Century Dictionary and Cyclopedia
- n. In ancient Rome, one of a body of 105 (called in round numbers 100) judges, 3 from each of the 35 tribes, appointed to decide common causes among the people. The office of the centumvirs was annual, the presidency of the tribunal belonging to the pretor. The court sat in the Julian basilica, in four sections, each presided over by a decemvir or an exquestor. Under the empire their number was increased to 180, or perhaps more.
- n. historical One of a court of about 100 judges chosen to try civil suits. Under the Empire the court was increased to 180, and met usually in four sections.
GNU Webster's 1913
- n. (Rom. Hist.) One of a court of about one hundred judges chosen to try civil suits. Under the empire the court was increased to 180, and met usually in four sections.

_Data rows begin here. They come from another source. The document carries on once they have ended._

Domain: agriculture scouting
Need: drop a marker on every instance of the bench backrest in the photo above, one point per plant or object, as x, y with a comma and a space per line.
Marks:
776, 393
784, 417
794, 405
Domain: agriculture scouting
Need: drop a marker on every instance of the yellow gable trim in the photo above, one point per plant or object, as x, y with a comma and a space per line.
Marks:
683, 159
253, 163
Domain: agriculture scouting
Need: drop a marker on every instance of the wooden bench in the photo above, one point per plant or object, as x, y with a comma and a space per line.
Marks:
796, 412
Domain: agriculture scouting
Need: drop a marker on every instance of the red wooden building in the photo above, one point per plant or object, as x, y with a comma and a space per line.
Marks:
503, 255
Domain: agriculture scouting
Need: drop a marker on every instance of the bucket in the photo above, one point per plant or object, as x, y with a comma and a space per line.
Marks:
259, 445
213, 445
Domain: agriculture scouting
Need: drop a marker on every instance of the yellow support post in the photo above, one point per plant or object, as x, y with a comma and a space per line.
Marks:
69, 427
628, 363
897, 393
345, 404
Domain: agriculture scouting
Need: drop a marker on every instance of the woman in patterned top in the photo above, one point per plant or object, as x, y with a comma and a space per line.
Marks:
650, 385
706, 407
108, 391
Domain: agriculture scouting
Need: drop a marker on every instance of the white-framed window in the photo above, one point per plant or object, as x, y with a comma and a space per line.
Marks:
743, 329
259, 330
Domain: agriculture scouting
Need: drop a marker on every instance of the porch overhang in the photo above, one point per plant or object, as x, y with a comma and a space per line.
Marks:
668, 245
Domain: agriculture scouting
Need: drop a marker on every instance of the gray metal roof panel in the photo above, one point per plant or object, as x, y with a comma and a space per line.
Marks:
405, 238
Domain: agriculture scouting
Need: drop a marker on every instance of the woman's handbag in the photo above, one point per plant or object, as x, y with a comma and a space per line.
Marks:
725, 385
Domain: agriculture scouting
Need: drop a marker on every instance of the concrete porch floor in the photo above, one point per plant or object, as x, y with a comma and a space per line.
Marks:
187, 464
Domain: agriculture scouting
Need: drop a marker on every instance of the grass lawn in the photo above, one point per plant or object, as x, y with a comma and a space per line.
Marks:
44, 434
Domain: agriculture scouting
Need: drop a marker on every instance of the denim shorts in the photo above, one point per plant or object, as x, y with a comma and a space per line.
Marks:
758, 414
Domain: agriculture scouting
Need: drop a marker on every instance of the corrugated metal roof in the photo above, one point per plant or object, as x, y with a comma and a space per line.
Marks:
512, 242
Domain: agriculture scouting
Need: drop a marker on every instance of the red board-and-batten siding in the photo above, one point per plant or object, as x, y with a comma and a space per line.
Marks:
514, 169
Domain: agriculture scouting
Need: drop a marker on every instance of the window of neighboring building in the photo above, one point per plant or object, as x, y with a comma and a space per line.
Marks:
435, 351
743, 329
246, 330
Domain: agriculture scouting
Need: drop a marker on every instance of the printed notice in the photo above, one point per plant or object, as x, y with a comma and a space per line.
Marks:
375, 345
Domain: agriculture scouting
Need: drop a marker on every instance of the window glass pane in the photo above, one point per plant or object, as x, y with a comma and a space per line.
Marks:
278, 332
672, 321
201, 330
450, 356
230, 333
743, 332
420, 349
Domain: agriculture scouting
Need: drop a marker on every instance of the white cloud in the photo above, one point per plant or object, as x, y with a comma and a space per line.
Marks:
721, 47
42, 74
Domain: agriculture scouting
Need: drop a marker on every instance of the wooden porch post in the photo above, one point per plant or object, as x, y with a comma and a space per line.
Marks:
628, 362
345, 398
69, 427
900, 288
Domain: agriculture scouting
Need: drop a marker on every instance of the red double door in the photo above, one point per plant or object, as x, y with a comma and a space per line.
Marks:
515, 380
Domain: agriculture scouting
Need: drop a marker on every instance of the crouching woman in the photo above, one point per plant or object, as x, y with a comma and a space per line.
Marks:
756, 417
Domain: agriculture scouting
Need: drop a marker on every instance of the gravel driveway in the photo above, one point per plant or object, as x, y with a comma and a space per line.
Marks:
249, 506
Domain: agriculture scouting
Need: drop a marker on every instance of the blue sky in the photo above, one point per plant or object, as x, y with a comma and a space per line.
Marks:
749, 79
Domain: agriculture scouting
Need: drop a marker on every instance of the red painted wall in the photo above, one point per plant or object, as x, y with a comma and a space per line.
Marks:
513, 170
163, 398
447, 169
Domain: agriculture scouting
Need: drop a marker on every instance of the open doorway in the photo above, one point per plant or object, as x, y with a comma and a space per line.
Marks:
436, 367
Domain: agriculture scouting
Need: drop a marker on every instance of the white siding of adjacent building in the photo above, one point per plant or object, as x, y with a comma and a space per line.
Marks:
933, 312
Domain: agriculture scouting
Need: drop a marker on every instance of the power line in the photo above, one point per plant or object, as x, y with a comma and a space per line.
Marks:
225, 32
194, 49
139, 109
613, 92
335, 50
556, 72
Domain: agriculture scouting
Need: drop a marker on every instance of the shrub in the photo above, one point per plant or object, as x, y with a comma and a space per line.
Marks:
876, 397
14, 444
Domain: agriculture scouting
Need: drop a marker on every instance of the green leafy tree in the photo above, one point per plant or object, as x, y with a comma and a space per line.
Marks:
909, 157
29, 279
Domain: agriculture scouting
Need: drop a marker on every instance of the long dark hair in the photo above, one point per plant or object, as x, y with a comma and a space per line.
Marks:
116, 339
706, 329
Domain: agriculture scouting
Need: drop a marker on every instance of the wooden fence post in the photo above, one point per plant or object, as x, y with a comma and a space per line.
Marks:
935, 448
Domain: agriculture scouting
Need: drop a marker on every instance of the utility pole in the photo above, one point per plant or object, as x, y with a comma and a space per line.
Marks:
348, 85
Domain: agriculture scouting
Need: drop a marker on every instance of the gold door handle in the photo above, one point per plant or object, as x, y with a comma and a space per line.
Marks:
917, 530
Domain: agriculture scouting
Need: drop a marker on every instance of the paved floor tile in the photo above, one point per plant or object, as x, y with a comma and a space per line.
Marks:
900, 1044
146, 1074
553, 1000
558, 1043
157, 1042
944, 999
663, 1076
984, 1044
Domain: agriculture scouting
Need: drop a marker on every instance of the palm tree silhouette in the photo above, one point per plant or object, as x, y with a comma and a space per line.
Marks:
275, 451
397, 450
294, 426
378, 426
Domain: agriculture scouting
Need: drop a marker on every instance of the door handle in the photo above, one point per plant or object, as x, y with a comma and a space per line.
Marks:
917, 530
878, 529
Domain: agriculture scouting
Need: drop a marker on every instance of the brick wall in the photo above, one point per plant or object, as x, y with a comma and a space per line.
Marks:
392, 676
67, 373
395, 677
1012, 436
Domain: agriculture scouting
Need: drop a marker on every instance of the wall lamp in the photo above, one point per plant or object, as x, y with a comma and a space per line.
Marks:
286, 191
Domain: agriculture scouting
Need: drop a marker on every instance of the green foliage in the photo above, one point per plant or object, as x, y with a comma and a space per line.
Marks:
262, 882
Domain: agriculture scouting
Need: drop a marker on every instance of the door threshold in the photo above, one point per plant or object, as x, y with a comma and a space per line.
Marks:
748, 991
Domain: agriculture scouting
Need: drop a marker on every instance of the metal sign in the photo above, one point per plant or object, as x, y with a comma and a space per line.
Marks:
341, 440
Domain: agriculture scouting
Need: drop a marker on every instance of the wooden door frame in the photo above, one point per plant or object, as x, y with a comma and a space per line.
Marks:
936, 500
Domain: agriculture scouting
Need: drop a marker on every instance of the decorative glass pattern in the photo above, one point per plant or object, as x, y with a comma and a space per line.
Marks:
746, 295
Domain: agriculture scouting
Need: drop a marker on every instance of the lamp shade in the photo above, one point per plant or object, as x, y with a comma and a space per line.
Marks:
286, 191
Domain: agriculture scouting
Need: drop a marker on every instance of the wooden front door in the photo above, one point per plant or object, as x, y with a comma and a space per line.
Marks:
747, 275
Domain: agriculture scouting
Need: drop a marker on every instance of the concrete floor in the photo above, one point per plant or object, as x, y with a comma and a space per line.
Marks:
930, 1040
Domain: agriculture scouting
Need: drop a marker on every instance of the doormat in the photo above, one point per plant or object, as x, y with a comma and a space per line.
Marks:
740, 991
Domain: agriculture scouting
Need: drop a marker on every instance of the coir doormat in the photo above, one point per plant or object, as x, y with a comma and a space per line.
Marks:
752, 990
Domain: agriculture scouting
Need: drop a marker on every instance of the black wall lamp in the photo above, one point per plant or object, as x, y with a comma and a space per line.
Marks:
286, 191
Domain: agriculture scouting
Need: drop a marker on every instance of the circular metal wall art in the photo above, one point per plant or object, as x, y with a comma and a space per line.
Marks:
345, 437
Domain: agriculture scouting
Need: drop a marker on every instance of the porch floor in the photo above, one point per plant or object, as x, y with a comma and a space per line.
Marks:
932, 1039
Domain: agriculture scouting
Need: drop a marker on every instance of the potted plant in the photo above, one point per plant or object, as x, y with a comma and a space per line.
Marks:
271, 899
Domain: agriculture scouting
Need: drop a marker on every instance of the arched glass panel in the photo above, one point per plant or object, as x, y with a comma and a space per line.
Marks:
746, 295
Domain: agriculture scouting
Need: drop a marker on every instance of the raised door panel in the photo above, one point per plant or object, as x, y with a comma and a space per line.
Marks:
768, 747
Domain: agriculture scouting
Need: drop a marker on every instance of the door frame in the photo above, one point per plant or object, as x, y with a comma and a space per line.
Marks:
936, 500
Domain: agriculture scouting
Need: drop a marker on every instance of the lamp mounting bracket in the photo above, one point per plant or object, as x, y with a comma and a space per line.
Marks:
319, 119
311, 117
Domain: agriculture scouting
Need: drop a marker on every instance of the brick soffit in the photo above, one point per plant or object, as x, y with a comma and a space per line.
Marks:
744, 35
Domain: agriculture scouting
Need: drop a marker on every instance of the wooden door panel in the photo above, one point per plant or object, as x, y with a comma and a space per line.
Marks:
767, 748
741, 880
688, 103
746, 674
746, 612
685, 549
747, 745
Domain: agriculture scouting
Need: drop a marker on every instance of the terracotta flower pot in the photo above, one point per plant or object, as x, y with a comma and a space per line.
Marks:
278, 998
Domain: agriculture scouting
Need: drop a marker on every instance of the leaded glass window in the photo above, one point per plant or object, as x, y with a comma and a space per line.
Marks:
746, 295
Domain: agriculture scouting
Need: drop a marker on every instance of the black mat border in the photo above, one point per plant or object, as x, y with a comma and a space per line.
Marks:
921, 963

- Latin, from centum hundred + vir man. (Wiktionary)
“He also spent some time in Sicily, and returned to Rome probably at the age of 23 or 24, where he allowed himself to be nominated _triumvir capitalis, decemvir litibus iudicandis_, and _centumvir_, in quick succession.”
“He could not conceive how it happened that, in a former Congress, they had been so blind to the magic of numbers as to overlook the number 100, notwithstanding which one of that body signed himself centumvir, as one of the number of whom that council was composed.”